A deceased woman... in black! This was the adaptation of Susan Hill's modern classic ghost story, scripted with some alterations by Jane Goldman with Hill's blessing to expand it from a short novel into something substantial enough to last a good ninety minutes of screen time. Seasoned horror fans tended to turn up their noses at it, but there was no mistaking the success it became, the first real hit for the revitalised Hammer films, the British studio which had done so much to make their nation's cinema so well known for its chillers. While the source was more subtle if not afraid to go for the big scares through mounting dread, the film was more enthusiastic about making the audience jump out of its seat.
In that manner there were more shameless "BOO!" moments on the silver screen than had been in the book, or in the eighties UK television version for that matter, but if you managed to adjust to its diving headlong into strenuous efforts to creep you out then there was much to enjoy here. Children played a large part of the anxiety, as the tone moved from the then-prevalent instance of horror movies trying to make you fear the little ones, to an alternative where you would fear for them and what the apparition of the title would do next time she is seen. Therefore if children made you uneasy for either reason, here was a film planning to capitalise on that unease - something for everyone here, as far as those frights went anyway.
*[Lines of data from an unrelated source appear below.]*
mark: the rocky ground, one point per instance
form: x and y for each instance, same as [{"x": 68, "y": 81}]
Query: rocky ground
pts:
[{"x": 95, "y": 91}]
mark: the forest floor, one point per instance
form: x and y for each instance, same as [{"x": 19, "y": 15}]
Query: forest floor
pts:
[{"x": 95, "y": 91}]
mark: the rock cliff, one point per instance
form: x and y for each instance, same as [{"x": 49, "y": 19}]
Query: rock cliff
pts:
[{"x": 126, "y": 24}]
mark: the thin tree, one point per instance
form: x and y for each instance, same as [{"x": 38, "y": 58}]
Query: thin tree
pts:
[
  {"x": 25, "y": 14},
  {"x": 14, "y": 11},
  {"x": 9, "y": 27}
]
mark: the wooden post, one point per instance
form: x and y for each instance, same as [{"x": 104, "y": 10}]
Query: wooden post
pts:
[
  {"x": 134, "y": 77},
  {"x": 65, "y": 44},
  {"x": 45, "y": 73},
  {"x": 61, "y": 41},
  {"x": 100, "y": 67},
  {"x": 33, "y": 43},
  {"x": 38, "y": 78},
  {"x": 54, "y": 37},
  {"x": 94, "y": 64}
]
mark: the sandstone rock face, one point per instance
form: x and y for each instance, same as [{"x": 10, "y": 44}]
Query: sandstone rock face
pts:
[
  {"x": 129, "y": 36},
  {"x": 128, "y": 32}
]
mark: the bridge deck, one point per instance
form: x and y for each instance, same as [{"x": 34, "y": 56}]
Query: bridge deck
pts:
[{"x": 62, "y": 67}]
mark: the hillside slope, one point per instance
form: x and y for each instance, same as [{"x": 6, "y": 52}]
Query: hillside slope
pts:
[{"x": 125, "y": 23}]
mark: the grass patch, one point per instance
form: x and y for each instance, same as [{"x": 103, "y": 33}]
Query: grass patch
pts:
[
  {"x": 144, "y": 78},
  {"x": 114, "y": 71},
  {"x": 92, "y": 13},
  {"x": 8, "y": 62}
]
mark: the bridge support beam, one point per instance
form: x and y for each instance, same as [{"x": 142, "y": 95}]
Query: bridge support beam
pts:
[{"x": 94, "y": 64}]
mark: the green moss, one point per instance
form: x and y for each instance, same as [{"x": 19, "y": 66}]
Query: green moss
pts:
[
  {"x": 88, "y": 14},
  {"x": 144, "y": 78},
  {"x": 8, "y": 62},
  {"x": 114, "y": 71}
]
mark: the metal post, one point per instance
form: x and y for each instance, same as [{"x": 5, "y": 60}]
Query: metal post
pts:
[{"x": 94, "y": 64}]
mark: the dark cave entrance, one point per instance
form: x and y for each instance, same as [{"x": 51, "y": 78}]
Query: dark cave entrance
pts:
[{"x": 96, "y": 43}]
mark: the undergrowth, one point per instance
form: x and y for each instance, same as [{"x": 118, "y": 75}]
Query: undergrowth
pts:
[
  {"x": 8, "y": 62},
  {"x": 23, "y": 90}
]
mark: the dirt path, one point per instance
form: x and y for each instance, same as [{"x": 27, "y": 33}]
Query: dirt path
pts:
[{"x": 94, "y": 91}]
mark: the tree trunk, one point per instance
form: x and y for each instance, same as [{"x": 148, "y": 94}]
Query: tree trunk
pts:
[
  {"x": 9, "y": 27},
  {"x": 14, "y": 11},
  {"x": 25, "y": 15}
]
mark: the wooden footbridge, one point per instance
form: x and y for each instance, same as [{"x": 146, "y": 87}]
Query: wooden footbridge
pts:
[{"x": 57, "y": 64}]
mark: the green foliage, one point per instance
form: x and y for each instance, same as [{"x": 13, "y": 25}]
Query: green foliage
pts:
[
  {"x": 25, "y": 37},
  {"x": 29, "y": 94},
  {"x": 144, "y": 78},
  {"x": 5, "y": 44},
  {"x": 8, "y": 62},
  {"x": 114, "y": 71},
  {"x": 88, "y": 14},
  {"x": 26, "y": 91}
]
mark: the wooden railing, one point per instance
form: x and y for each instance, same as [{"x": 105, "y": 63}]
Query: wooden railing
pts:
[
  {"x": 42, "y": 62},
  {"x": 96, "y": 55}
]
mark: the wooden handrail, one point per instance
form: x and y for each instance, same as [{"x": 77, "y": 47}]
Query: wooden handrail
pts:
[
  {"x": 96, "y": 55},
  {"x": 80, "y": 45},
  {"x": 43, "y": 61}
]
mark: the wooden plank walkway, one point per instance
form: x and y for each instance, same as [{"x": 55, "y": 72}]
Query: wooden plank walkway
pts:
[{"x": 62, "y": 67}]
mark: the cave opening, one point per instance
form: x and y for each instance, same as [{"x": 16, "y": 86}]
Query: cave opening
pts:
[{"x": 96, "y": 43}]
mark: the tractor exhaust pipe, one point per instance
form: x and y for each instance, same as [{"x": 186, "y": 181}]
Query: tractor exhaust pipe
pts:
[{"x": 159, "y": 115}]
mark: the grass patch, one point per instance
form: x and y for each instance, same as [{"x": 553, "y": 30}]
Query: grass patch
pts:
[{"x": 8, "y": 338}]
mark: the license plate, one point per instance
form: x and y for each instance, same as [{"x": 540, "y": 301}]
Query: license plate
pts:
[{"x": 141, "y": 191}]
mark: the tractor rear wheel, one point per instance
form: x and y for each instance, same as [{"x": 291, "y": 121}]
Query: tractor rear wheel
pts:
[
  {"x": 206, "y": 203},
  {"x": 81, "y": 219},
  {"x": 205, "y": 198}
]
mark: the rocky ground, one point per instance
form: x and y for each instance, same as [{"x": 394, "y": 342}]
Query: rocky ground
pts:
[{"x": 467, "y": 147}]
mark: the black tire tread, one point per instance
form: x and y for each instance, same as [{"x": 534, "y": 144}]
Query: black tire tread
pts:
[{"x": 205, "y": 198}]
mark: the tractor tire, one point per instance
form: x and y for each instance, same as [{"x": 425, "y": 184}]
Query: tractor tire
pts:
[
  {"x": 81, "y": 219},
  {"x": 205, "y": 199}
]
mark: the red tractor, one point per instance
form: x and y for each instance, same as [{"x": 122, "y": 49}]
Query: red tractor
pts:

Once Arthur reaches the village he finds the man he had to meet telling him there was no need for Arthur to show up in person as he would have sent him the relevant documents. But our intrepid hero wants to do the job right and to do so must visit the dead woman's mansion house, which in fine shocker fashion lies out in the middle of miles of marshes and is cut off from the mainland for quite some time depending on the tides. No matter how much he is warned away from doing so, he effectively bribes the cart driver to take him there, and once he reaches it and is left alone - what's that? Could he have spotted a dark figure standing out in the middle of the copse next to the house... where a small, family graveyard is? Who could she have possibly been?